Section 3.11 Condition and Sufficiency of Assets. To Seller’s Knowledge, the buildings, plants, structures, furniture, fixtures, machinery, equipment, vehicles and other items of tangible personal property of the Company are structurally sound, are in good operating condition and repair, and are adequate for the uses to which they are being put, and, to Seller’s Knowledge, none of such buildings, plants, structures, furniture, fixtures, machinery, equipment, vehicles and other items of tangible personal property is in need of maintenance or repairs except for ordinary, routine maintenance and repairs that are not material in nature or cost.
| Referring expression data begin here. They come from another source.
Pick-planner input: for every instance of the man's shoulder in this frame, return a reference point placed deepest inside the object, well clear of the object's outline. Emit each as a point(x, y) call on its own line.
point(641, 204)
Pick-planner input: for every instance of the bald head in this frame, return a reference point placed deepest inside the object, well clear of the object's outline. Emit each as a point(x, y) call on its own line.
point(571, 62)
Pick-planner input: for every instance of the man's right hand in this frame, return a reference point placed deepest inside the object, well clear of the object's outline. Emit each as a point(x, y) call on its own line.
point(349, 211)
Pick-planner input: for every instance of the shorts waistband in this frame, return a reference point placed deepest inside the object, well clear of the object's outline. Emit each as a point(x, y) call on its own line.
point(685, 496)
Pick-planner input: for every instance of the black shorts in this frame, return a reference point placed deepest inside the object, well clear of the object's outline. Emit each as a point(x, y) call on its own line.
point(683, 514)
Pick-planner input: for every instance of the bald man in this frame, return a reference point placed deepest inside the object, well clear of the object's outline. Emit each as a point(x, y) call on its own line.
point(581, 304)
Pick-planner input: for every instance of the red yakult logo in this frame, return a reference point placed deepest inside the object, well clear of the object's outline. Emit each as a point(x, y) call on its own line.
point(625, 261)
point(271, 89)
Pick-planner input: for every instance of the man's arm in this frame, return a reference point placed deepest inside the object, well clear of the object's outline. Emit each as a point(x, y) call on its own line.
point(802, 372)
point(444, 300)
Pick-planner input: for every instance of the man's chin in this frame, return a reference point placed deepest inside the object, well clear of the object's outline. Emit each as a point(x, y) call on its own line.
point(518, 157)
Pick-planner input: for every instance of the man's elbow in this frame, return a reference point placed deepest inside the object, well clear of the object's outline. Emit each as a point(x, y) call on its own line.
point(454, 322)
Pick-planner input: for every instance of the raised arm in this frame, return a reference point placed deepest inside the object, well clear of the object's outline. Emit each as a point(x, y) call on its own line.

The buildings, plants, structures, furniture, fixtures, machinery, equipment, vehicles and other items of tangible personal property currently owned or leased by the Company, together with all other properties and assets of the Company, are sufficient for the continued conduct of the Company’s business after the Closing in substantially the same manner as conducted prior to the Closing and constitute all of the rights, property and assets necessary to conduct the business of the Company as currently conducted.

Section 3.12 Intellectual Property.

(a) Section 3.12(a) of the Disclosure Schedules lists (i) all Company IP Registrations (including for each item, (A) the record owner thereof, (B) the jurisdiction or registrar therefor, (C) the applicable registration, application or serial number or similar identifier, and (D) the status thereof, including any and all actions that are due or must be taken, including payments that are due or must be made, within ninety (90) days of the Closing Date to obtain, maintain, perfect or renew such item) and (ii) all Company Intellectual Property, including software, that are not registered Company IP Registrations but that are material to the Company’s business or operations. All required filings and fees related to the Company IP Registrations have been timely filed with and paid to the relevant Governmental Authorities and authorized registrars, and all Company IP Registrations are otherwise valid, subsisting and in good standing. Seller have provided Buyer with true and complete copies of file histories, documents, certificates, office actions, correspondence and other materials related to all Company IP Registrations.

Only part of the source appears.